Perhaps the most successful part of the Pride campaign thus far has been the implementation of settled farming techniques in the Lamandau area. The primary reason for clearing forest is to plant palm trees, which are harvested for their oil and, ultimately, become the main source of income for villagers. As villagers earn income from the palm oil, they stop planting their own food and start clearing more forest for palm trees. This additional income is then used to buy food and other supplies that they could otherwise provide for themselves. Eddy and his partners at Yayorin have created a settled farming program that increases the self reliance of villagers and reduces the need for palm trees and their oil. In Tempayung Village, a mixed garden program was created that encourages villagers to start planting their own gardens in order to supplement their diets. These gardens include things such as fruits, vegetables, and rubber. With the additional food and resources gardens provide, villagers no longer have to go into the forest every day to find food. In the nearby area of Babual Boboti, 77% of villagers started their own mixed gardens. The community was so excited by the idea of starting gardens that women, children, and even men returning home from their day jobs, all participated in the planting and upkeep. In fact, the settled farming program has been so successful that the head of the Department of Agriculture traveled to the area to personally praise their efforts.

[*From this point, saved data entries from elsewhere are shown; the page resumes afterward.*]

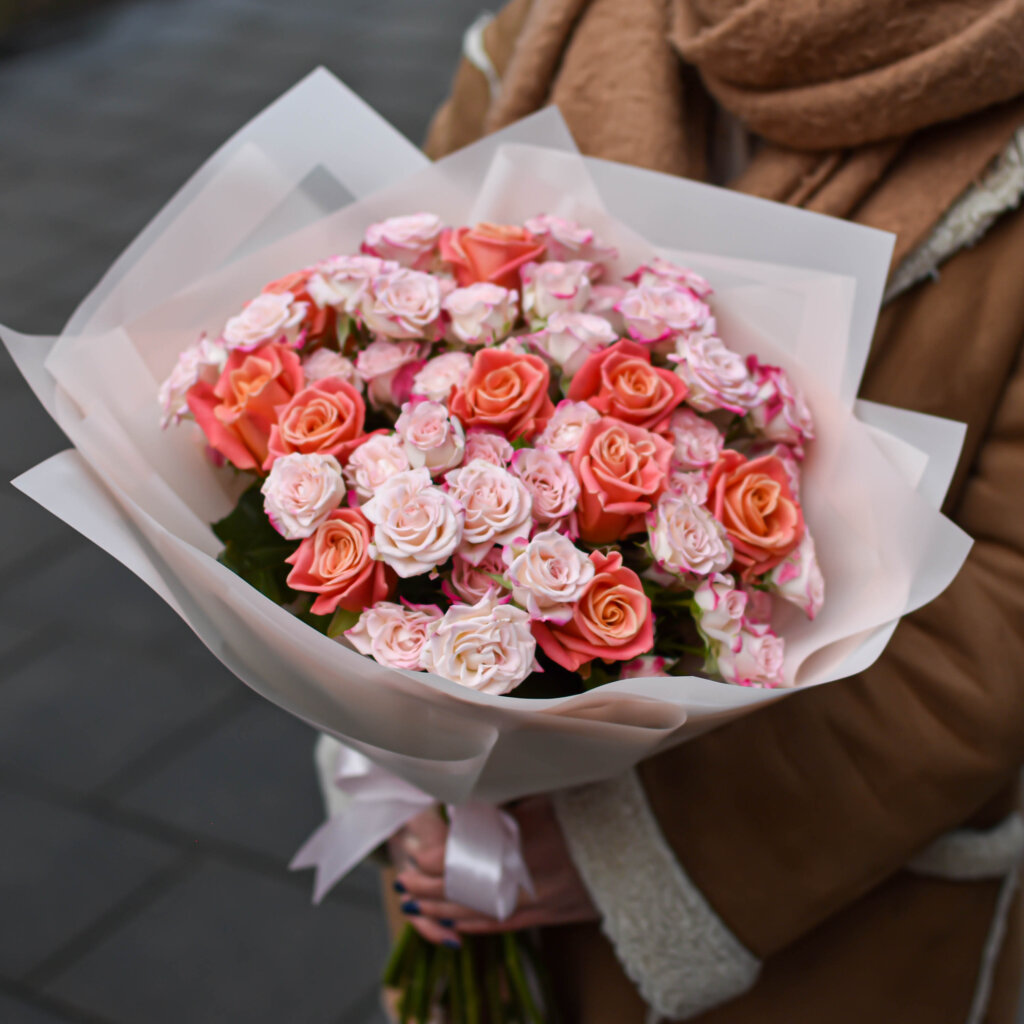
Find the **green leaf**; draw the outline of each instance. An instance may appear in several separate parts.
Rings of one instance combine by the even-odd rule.
[[[529,448],[529,447],[530,447],[530,442],[527,441],[526,438],[522,434],[520,434],[512,442],[512,449],[513,449],[513,451],[519,451],[520,448]]]
[[[327,627],[327,635],[333,640],[335,637],[341,636],[346,629],[351,629],[358,621],[359,612],[350,612],[347,608],[339,608]]]

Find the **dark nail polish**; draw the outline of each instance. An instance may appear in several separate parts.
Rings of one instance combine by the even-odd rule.
[[[402,885],[402,883],[397,878],[391,883],[391,885],[393,886],[395,892],[405,892],[405,886]]]
[[[401,910],[403,914],[409,914],[411,917],[415,917],[420,912],[420,905],[415,900],[406,900]]]
[[[455,927],[455,922],[450,917],[439,917],[437,919],[437,923],[442,928],[454,928]]]
[[[462,949],[462,943],[458,939],[445,939],[441,945],[447,949]]]

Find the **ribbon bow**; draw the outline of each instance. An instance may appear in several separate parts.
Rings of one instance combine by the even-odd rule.
[[[289,865],[293,871],[316,869],[315,903],[407,821],[437,803],[348,747],[339,750],[334,785],[345,795],[345,806],[306,840]],[[448,820],[445,896],[504,921],[515,910],[520,888],[533,895],[519,826],[510,814],[479,801],[449,804]]]

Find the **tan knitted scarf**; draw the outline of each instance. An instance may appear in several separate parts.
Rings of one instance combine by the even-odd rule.
[[[583,152],[706,178],[717,101],[763,140],[733,187],[897,263],[1024,124],[1024,0],[513,0],[485,43],[500,89],[460,69],[431,155],[556,103]]]

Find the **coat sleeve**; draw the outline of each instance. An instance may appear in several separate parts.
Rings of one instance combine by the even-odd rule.
[[[740,994],[758,958],[972,817],[1024,762],[1022,264],[1024,211],[893,304],[869,367],[870,397],[968,422],[947,511],[975,545],[946,592],[866,673],[652,758],[637,784],[559,798],[605,931],[667,1016]],[[632,825],[615,820],[627,805]],[[642,878],[638,841],[661,865]],[[696,980],[680,989],[683,950]]]

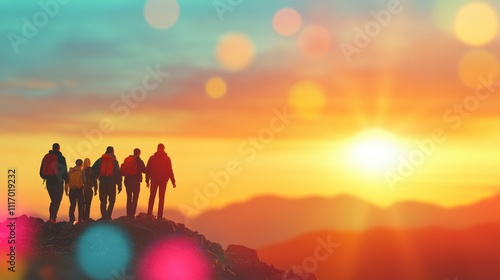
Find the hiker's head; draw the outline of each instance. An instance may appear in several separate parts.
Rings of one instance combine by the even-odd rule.
[[[82,166],[83,161],[81,159],[76,160],[76,166]]]
[[[165,145],[158,144],[158,151],[161,151],[161,152],[165,151]]]
[[[61,146],[59,146],[59,143],[52,144],[52,151],[57,152],[59,150],[61,150]]]
[[[141,156],[141,150],[139,150],[139,149],[137,149],[137,148],[136,148],[136,149],[134,149],[134,156],[136,156],[136,157]]]
[[[113,149],[113,147],[109,146],[106,148],[106,154],[114,154],[115,153],[115,149]]]
[[[83,161],[83,168],[89,168],[90,167],[90,158],[86,158],[84,161]]]

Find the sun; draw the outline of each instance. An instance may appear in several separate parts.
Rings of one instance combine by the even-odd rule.
[[[374,129],[350,141],[347,157],[353,167],[380,173],[396,167],[402,151],[402,141],[396,135]]]

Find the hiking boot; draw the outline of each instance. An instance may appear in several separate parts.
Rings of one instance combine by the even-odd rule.
[[[52,219],[52,218],[51,218],[51,219],[50,219],[50,220],[48,220],[47,222],[55,224],[55,223],[56,223],[56,219]]]

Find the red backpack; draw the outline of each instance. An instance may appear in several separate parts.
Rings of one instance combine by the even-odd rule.
[[[137,160],[135,156],[129,156],[123,161],[120,172],[123,176],[133,176],[137,173]]]
[[[101,157],[101,171],[99,177],[113,177],[115,176],[115,158],[113,156],[104,154]]]
[[[59,172],[59,159],[55,154],[46,154],[42,160],[42,175],[56,176]]]

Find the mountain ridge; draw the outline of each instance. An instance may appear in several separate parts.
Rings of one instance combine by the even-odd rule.
[[[299,199],[261,196],[203,212],[189,226],[222,243],[262,247],[321,228],[467,228],[500,222],[495,213],[500,213],[500,194],[453,208],[419,201],[383,208],[351,195]]]
[[[254,249],[242,245],[229,245],[223,249],[219,243],[209,241],[204,235],[188,229],[184,224],[166,219],[156,220],[144,213],[135,219],[124,216],[111,221],[88,221],[77,224],[69,222],[53,224],[44,222],[40,218],[22,215],[16,220],[4,221],[0,233],[8,234],[8,225],[12,225],[12,223],[15,224],[17,232],[17,262],[25,264],[26,271],[23,271],[22,274],[25,275],[26,279],[91,279],[92,277],[89,277],[91,275],[86,270],[88,266],[85,266],[88,260],[84,261],[83,264],[81,261],[82,252],[90,252],[91,255],[83,256],[83,258],[94,261],[91,270],[99,269],[95,265],[94,257],[96,256],[109,255],[112,258],[120,258],[128,254],[131,255],[131,261],[125,267],[114,267],[112,265],[115,263],[111,261],[111,266],[105,271],[109,275],[99,277],[103,279],[115,279],[114,277],[118,276],[114,274],[118,272],[124,275],[124,279],[130,279],[130,277],[132,279],[135,277],[148,279],[141,274],[141,271],[148,273],[153,271],[157,273],[156,275],[167,273],[167,275],[161,276],[163,277],[161,279],[165,279],[165,277],[168,278],[169,272],[168,269],[165,270],[165,267],[171,267],[169,262],[173,259],[177,261],[175,265],[177,268],[171,268],[170,272],[172,275],[175,273],[176,277],[179,277],[178,267],[186,267],[186,269],[189,267],[191,270],[198,266],[203,271],[208,271],[205,275],[209,276],[203,278],[207,280],[317,280],[312,273],[298,274],[291,270],[284,271],[268,265],[258,258],[257,251]],[[106,228],[105,231],[102,231],[103,227]],[[113,230],[109,231],[110,228]],[[96,229],[99,229],[98,234],[91,235],[90,241],[92,242],[85,243],[89,241],[87,238],[89,234],[94,233]],[[113,233],[112,236],[108,234],[110,232]],[[121,245],[128,244],[131,252],[119,248],[121,247],[118,246],[120,242],[116,242],[115,239],[120,239],[119,237],[122,235],[120,232],[124,236],[130,237],[124,242],[125,245]],[[168,246],[162,245],[166,240],[173,241]],[[183,247],[177,248],[176,243]],[[189,244],[189,247],[183,244]],[[90,248],[90,251],[82,248]],[[159,254],[150,254],[148,258],[148,252],[155,248],[159,248],[156,249],[160,250]],[[4,250],[8,252],[9,248],[2,247],[2,251]],[[193,258],[193,255],[198,257]],[[163,257],[168,260],[158,261],[158,258]],[[185,259],[184,263],[181,262],[183,258]],[[105,258],[101,261],[106,263],[106,260]],[[100,263],[98,263],[99,265]],[[186,275],[190,275],[187,271],[186,273]],[[187,278],[191,279],[192,277],[190,277]]]

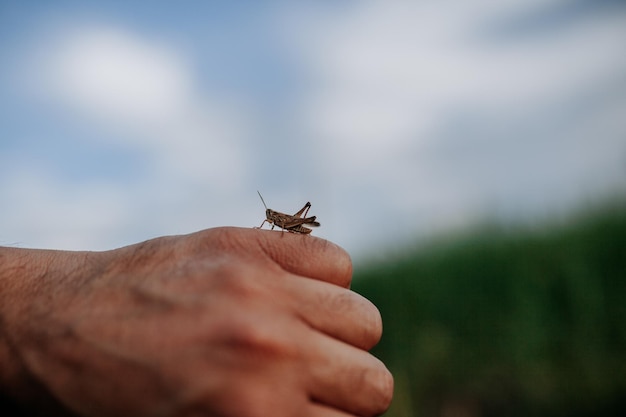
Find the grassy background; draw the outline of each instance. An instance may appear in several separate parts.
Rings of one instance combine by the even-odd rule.
[[[626,415],[626,209],[485,227],[358,266],[388,417]]]

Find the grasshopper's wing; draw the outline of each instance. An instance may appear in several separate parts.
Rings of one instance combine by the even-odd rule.
[[[315,219],[317,219],[316,216],[311,216],[311,217],[307,217],[306,219],[302,219],[302,220],[303,220],[303,224],[305,224],[306,226],[318,227],[320,225],[320,223],[315,221]]]
[[[282,227],[283,229],[290,229],[290,228],[294,228],[294,227],[298,227],[302,225],[319,226],[320,224],[316,222],[315,219],[316,219],[315,216],[306,217],[306,218],[291,216],[289,218],[283,219],[284,223],[278,224],[278,226]]]

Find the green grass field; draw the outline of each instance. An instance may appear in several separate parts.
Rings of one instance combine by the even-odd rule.
[[[626,206],[486,227],[356,266],[388,417],[626,415]]]

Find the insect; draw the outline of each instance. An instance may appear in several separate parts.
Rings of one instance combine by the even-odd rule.
[[[257,193],[259,192],[257,191]],[[315,216],[306,217],[307,213],[309,212],[309,208],[311,208],[311,203],[309,203],[308,201],[304,205],[304,207],[302,207],[296,214],[292,216],[290,214],[279,213],[278,211],[267,208],[267,205],[265,204],[265,200],[263,200],[263,196],[261,195],[261,193],[259,193],[259,197],[261,197],[261,201],[265,206],[265,220],[263,220],[263,223],[261,223],[261,225],[257,229],[262,228],[265,222],[268,222],[272,225],[272,230],[274,230],[275,226],[278,226],[283,229],[282,231],[286,230],[291,233],[301,233],[303,235],[308,235],[312,232],[312,230],[308,227],[304,227],[304,225],[313,227],[317,227],[320,225],[319,222],[315,221]]]

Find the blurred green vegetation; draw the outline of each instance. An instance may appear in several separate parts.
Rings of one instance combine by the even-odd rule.
[[[395,377],[386,416],[626,415],[625,208],[357,265]]]

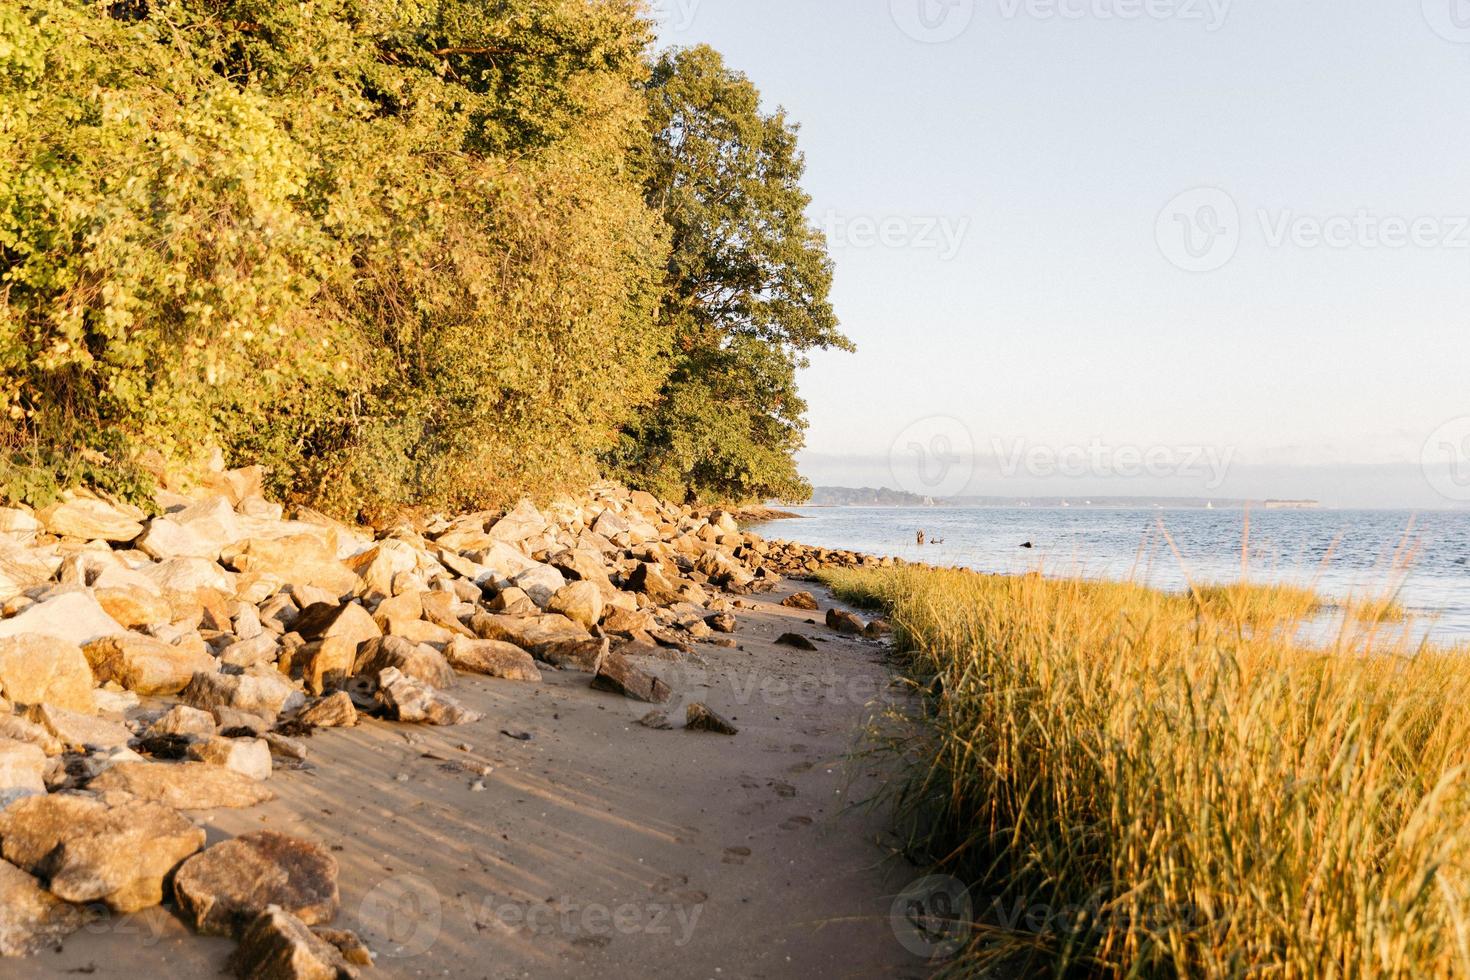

The future looks good for the preservation of orangutan habitat around Lamandau. Village chiefs around the wildlife preserve all reaffirmed their commitment not to expand farming fields, open new farming lands, or cut trees for fuels. This is an extremely important step, as villagers are loath to defy their chief. Furthermore, supervisory patrols were created to ensure that everyone is following the directives of the chiefs. These supervisory patrols were also pleased to discover the return of migratory birds to the areas that had been previously burned. The return of ibis, egrets, herons and grouse all signify the improving health of the forest and the success of the campaign.